Capacity and AI don’t eclipse the broker’s role; they sharpen it
The insurance brokerage model is being reshaped from two directions at once. On one side, technology, particularly artificial intelligence and advanced analytics, is transforming data flows. On the other, abundant capital capacity is shifting how risk programmes are structured and negotiated. According to Carrie Kelley (pictured), Price Forbes CEO, these forces are not displacing the broker, but they are defining where the real value sits.
Kelley, due to speak on ‘Rewriting the playbook: the future of broking’ at the Bermuda Risk Summit 2026, hosted by the Bermuda Development Agency on March 9-11, told Bermuda:Re+ILS that “AI will undoubtedly enhance analytics, workflow efficiency and execution, but it will augment rather than replace the broker’s role.”
Technology is the most visible pressure point on change. Across financial services, automation narratives often assume intermediaries will be the first casualties of AI-driven efficiency. Kelley suggested that the reality is more nuanced for insurance broking.
The reason lies in the nature of insurance placements themselves. While analytics can improve the quality of risk insight and speed up operational processes, the market still functions through negotiation, judgment and trust between counterparties. “Ultimately, trading relationships and market judgment remain central to successful placements in our industry,” Kelley said.
That dynamic becomes even more important as the underlying risk landscape grows more complex. The increasing interconnectivity of exposures requires brokers to interpret a growing volume of risk data and translate it into structures that markets are actually willing to underwrite.
Here, technology becomes a tool rather than a substitute. Kelley reinforced that “enhanced actuarial tools and richer historical data now allow us to assess and advise on these exposures with greater precision.”
At the same time, the capital environment is shifting in ways that further elevate the advisory dimension of broking. “Following a prolonged period of constrained capital, improving conditions and abundant capacity are creating opportunities to deploy A-rated re/insurance capital more efficiently,” Kelley said.
When capacity tightens, the broker’s role often revolves around assembling enough balance sheet to complete a placement.

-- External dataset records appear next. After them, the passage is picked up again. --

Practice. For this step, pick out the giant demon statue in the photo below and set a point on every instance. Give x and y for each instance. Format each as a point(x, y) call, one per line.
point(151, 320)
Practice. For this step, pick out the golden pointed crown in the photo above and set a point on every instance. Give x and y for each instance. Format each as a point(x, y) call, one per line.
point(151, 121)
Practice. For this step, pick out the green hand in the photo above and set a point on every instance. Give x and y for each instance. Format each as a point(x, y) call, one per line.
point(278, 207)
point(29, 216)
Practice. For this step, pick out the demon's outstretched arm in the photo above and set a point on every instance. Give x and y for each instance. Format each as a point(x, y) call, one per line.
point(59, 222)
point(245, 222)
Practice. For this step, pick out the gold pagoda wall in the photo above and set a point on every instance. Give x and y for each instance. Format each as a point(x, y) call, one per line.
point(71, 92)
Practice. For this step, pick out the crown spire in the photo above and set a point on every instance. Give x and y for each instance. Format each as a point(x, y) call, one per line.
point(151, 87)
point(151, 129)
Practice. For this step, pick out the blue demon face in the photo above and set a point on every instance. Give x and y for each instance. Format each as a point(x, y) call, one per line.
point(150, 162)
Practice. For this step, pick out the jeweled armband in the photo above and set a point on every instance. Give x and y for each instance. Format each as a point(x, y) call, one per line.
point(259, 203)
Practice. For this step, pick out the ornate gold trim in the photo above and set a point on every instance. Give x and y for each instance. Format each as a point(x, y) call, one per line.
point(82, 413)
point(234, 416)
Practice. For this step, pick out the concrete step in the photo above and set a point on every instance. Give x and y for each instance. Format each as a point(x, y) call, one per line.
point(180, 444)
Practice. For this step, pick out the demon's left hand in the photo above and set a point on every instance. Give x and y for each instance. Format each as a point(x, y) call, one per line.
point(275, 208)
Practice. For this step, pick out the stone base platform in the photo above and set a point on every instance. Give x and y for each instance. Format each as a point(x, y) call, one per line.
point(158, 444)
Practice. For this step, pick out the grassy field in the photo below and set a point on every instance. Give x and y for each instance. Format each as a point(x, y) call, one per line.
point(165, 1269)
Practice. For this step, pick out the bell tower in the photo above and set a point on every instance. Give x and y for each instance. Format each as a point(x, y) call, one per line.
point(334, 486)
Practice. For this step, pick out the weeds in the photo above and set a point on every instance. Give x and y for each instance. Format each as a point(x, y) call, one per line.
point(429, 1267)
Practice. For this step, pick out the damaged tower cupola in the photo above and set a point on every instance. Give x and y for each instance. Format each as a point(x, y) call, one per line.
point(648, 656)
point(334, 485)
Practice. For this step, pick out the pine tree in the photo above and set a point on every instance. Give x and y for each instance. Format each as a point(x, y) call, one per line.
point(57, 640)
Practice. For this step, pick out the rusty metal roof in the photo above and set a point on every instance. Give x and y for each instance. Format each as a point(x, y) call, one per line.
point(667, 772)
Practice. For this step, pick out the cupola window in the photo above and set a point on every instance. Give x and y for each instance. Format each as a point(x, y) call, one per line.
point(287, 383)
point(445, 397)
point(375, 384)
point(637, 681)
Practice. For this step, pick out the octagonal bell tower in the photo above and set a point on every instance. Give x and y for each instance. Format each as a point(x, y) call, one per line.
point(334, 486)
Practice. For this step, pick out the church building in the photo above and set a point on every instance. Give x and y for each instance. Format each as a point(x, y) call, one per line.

When it expands, the focus moves upstream toward the architecture of the programme itself: “In a softening market, our focus shifts toward refining programme structures, optimising capacity utilisation and enhancing terms and conditions for clients,” Kelley explained.
This is where the combination of analytics and market connectivity becomes decisive. “The broker’s role is increasingly about combining data-driven insight with market connectivity to deliver optimal outcomes for clients.” Being positioned between buyer and provider, brokers have a detailed view of underwriting appetite across the market.
That positioning is becoming more important as new sources of capital enter the sector. Institutional investors continue to seek diversification through insurance risk, but accessing those opportunities requires careful structuring. As Kelley explained, “as alternative capital providers continue to enter the re/insurance market seeking diversification, brokers play a pivotal role in structuring access and aligning investor appetite with client needs.”
The result is a brokerage model that is becoming both more analytical and more strategic. But, Kelley pointed out that talent expectations actually remain largely unchanged: “While technology is improving operational efficiency, broking remains a relationship-driven business, so core skills in negotiation, structuring and client advisory remain critical.”
Indeed, rather than reduce the broker’s relevance, the twin forces of technology and capital expansion are concentrating it. Data may improve the tools and abundant capacity might expand the options, but turning those inputs into executable transactions still depends on the same combination of market judgment and relationships that has always defined the business.